The Clash’s Give ’Em Enough Rope captures the band at a pivotal moment: the urgency of their early punk bite, but with a bigger, harder-edged rock sound and the confidence of a group learning how to fill larger rooms without losing their nerve. It’s packed with songs that move fast, hit clean, and still leave space for melody—an album that bridges raw street-level energy and a more expansive, arena-ready attack. From the opening rush of “Safe European Home” through the tight snap of “English Civil War” and the relentless drive of “Tommy Gun,” this is a record built on momentum. Flip it over and you get the emotional release valve of “Stay Free” alongside the stomp and swagger of “All the Young Punks (New Boots and Contracts).” As an LP, it plays like a brisk, purposeful statement—no bloat, just punch. This 2017 pressing is a modern reissue, a solid choice if you want the album in rotation without the hunt for earlier copies.

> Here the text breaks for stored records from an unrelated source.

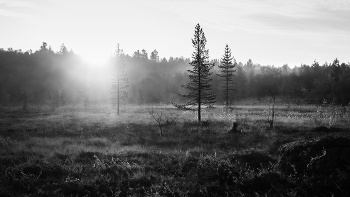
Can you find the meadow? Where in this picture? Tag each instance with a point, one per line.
(76, 151)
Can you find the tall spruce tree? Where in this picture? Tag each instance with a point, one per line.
(120, 82)
(199, 87)
(227, 72)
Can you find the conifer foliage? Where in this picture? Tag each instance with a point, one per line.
(199, 88)
(227, 72)
(120, 82)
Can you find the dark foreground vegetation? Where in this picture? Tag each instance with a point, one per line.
(94, 152)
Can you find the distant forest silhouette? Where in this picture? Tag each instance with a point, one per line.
(44, 75)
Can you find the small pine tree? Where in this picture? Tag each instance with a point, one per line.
(120, 82)
(199, 87)
(227, 72)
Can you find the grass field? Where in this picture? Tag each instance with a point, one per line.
(94, 152)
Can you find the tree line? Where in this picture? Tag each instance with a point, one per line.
(45, 77)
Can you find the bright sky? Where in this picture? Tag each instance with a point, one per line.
(270, 32)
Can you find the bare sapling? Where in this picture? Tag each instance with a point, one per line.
(271, 112)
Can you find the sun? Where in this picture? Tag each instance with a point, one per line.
(94, 58)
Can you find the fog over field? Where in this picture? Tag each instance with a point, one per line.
(174, 98)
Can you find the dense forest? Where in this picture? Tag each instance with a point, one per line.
(58, 78)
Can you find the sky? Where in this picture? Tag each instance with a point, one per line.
(270, 32)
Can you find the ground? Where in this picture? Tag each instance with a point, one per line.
(74, 151)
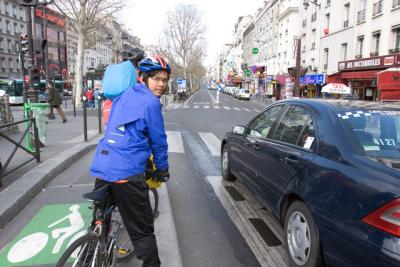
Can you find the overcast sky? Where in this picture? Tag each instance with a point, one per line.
(145, 18)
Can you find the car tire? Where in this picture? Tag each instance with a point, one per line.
(225, 165)
(302, 242)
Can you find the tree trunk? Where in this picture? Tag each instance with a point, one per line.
(81, 48)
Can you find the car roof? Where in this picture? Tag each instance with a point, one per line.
(335, 104)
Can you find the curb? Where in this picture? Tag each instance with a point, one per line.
(15, 197)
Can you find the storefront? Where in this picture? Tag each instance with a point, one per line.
(311, 85)
(361, 75)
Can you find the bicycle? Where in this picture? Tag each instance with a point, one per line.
(98, 247)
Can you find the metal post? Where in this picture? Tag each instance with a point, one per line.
(297, 75)
(84, 119)
(99, 113)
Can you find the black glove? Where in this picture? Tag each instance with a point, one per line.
(161, 175)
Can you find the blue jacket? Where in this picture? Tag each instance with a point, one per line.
(135, 130)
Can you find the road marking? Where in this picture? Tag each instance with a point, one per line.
(212, 142)
(175, 143)
(241, 211)
(78, 139)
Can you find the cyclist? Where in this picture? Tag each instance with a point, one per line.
(135, 130)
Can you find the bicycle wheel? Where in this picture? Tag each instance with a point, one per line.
(83, 252)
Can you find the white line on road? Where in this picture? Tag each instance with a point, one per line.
(175, 143)
(240, 212)
(212, 142)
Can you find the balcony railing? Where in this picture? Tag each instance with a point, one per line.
(314, 17)
(377, 9)
(361, 16)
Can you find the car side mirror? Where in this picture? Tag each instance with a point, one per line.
(239, 129)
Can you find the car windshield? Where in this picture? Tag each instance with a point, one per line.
(377, 131)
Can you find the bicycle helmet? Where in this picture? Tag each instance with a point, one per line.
(133, 54)
(154, 63)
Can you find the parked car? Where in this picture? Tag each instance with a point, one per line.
(330, 172)
(244, 94)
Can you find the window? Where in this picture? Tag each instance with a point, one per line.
(296, 128)
(262, 125)
(344, 51)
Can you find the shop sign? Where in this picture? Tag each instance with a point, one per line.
(369, 63)
(313, 79)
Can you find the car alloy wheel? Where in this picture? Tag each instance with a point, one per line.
(298, 234)
(302, 237)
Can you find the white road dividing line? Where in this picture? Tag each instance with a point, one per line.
(240, 212)
(212, 142)
(78, 139)
(175, 143)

It’s an essential chapter in the band’s run, showing how The Clash could sharpen their songwriting while keeping the fuse lit.

It’s the sound of The Clash tightening the bolts: still punk at the core, but with bigger production and hook-heavy songwriting that points straight toward the ambition of what they’d do next. For many listeners it’s the missing link between the raw debut and the band’s later, broader horizons—lean, loud, and built to last.

This is a 2017 reissue/remastered-style LP, ideal for everyday play and for anyone starting a Clash shelf. If you’re comparing copies, earlier originals can command higher prices and vary in sound and condition; this kind of later pressing is typically the practical pick when you want clean playback, intact sleeve, and a dependable copy for frequent spins.

Punchy midrange guitars, tight snare crack, and propulsive bass lines with a more full-bodied rock heft than the debut. Vocals sit up front; the pace stays high, with a few melodic breathers that land hard on side two.

Recommended for: listeners who love punk with big choruses and classic rock muscle; fans of late-70s UK rock, new wave, and post-punk roots; anyone building a core ‘starter’ punk LP collection; people who want an energetic, front-to-back spin that doesn’t overstay its welcome.

Is this a studio album or a compilation? It’s a proper studio album: The Clash’s second full-length, sequenced for an A/B-side LP listen rather than a hits overview. What kind of Clash record is it—raw punk or more produced? It keeps the urgency, but the sound is bigger and tougher—more hard-edged rock weight, with sharper hooks and a cleaner, more forceful presentation. Is this a good first Clash LP to own? Absolutely. If you want something fast, riffy, and immediate—without diving straight into the later, wider stylistic scope—this is a strong entry point.